Que feront les syndicats entre-temps ? Leur pitoyable comédie est bien rodée. Ils menaceront de boycotter telle ou telle séance de négociation, nous inviteront à dépoussiérer nos banderoles en battant le pavé tous ensemble à condition que ce soit plutôt… séparément.
À l’occasion, le gouvernement fera mine de leur donner un os à ronger, par exemple en relançant le débat sur la pénibilité, ou bien en promettant des mesurettes pour améliorer les pensions des femmes…
Thibault jouera la carte du rassembleur avec un air pénétré. Si le front vient à lâcher, il dissimulera ses propres renoncements en chargeant ses petits camarades et déplorera aussi la faible combativité des salariés.

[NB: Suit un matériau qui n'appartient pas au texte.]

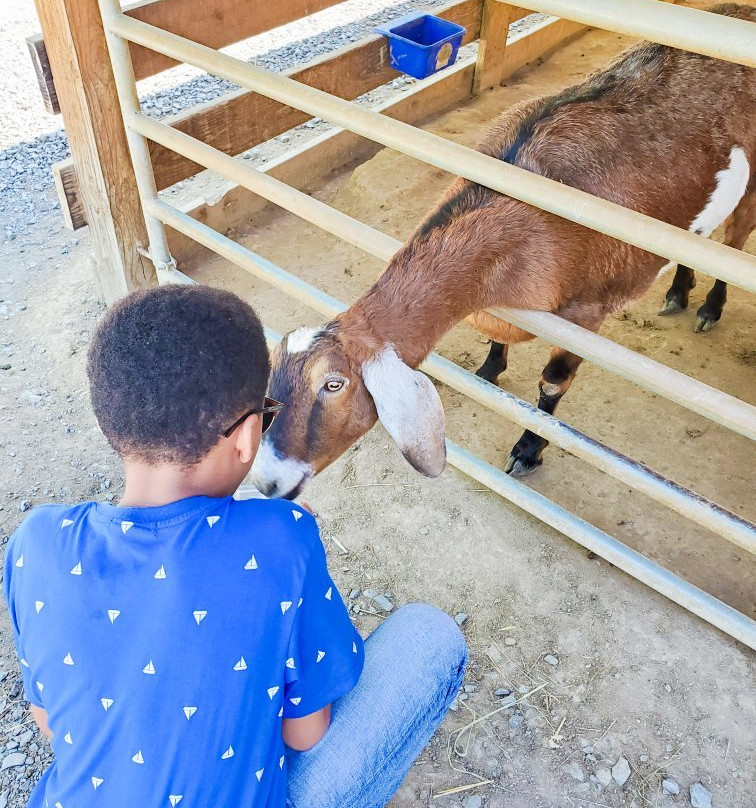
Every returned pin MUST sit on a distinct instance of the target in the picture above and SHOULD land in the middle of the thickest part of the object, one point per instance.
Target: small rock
(603, 775)
(700, 797)
(573, 770)
(670, 786)
(381, 601)
(19, 758)
(621, 771)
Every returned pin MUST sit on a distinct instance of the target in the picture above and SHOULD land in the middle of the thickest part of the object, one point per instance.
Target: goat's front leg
(676, 298)
(557, 376)
(711, 311)
(495, 364)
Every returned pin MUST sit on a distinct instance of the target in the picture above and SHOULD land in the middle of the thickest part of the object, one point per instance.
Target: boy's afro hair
(171, 367)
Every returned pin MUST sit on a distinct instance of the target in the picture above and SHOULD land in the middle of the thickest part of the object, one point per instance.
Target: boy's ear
(248, 438)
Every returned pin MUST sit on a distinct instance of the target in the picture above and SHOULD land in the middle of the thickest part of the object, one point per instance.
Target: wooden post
(494, 27)
(78, 54)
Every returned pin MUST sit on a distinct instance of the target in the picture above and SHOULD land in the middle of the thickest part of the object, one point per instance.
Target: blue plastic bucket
(421, 44)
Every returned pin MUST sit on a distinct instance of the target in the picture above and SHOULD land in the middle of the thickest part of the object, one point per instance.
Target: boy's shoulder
(287, 520)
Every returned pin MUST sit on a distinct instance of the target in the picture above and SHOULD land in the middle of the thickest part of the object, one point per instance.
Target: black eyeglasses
(268, 412)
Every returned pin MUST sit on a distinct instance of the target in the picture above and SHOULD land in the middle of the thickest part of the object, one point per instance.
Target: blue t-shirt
(166, 645)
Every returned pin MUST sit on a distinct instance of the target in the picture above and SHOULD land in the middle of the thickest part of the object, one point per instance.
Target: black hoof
(708, 317)
(520, 467)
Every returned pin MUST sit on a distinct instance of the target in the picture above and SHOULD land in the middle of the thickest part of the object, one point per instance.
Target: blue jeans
(414, 665)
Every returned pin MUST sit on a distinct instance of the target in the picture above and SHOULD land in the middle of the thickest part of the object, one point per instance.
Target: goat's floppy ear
(409, 408)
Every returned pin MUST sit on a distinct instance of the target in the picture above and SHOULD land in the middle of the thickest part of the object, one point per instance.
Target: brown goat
(665, 132)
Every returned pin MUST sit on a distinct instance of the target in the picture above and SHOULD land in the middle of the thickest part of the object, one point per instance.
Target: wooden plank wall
(242, 119)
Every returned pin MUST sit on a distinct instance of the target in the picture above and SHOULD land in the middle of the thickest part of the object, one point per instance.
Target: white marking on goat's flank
(301, 339)
(731, 185)
(272, 469)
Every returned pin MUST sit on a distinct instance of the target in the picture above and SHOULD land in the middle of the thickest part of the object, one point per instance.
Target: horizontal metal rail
(692, 394)
(630, 561)
(649, 374)
(659, 238)
(680, 499)
(679, 27)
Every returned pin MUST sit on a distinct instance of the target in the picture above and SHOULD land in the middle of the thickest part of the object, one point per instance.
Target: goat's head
(335, 389)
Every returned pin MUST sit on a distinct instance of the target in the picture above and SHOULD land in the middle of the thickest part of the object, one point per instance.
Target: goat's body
(651, 133)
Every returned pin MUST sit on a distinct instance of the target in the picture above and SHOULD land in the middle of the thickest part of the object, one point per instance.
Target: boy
(173, 645)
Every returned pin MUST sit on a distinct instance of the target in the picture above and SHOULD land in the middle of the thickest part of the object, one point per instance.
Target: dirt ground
(636, 676)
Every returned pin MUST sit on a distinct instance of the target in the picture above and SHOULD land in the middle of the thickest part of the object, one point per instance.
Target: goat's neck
(426, 289)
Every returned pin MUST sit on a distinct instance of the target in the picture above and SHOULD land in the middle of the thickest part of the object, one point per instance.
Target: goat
(662, 131)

Jaune de plaisir après sa réélection à la tête de la CFDT au mois de juin, Chérèque proposera l’adoption d’un autre système de retraite (par points ou par comptes notionnels). Lire : une usine à gaz dans laquelle le calcul de la pension prend en compte l’intégralité de la carrière, ce qui aboutirait à une baisse du niveau des pensions et mettrait un terme à la solidarité intergénérationnelle. Enfin, après avoir dévidé ses propositions, progressistes sur la forme mais franchement régressives sur le fond, et bien gonflé son auditoire, le barbichu à voix de crécelle fera comme d’habitude, il signera les torchons qu’on lui placera sous le nez.
Mailly, vexé d’être considéré comme quantité négligeable, poussera quelques gueulantes. En raccourci il fera du Blondel, la faconde et le cigare en moins.
Ici, chers lecteurs, complétez la liste de ceux qui tournicoteront également autour de Fillon et Parisot, puis, à l’issue du cycle des négociations, s’évertueront à nous persuader que, grâce à leur pugnacité, nous l’avons échappé belle au motif que nous ne prendrons qu’un seul coup de poing dans la gueule alors que le patronat et le gouvernement comptaient nous en mettre deux.

Borner notre horizon ou l’élargir ?
Oui nous devons revendiquer :
– L’âge de départ à taux plein à 60 ans, avec un départ à 55 ans pour les salariés ayant effectué des travaux pénibles et le maintien des régimes spéciaux.
– L’indexation des pensions sur les salaires afin de maintenir la parité d’évolution des revenus entre actifs et retraités.
– L’indexation des « salaires portés au compte » pour le calcul du montant de la retraite sur l’évolution des salaires.
– La garantie d’un taux de remplacement de 75 % du salaire calculé sur les six derniers mois pour tous, secteur privé et public.
– 37,5 annuités de cotisations pour avoir une retraite à taux plein et en premier lieu l’abandon de la règle adoptée en 2003 qui affecte les deux tiers de la croissance de l’espérance de vie à l’augmentation de la durée de cotisation.
– La validation des périodes de chômage et d’étude dès l’âge de 18 ans.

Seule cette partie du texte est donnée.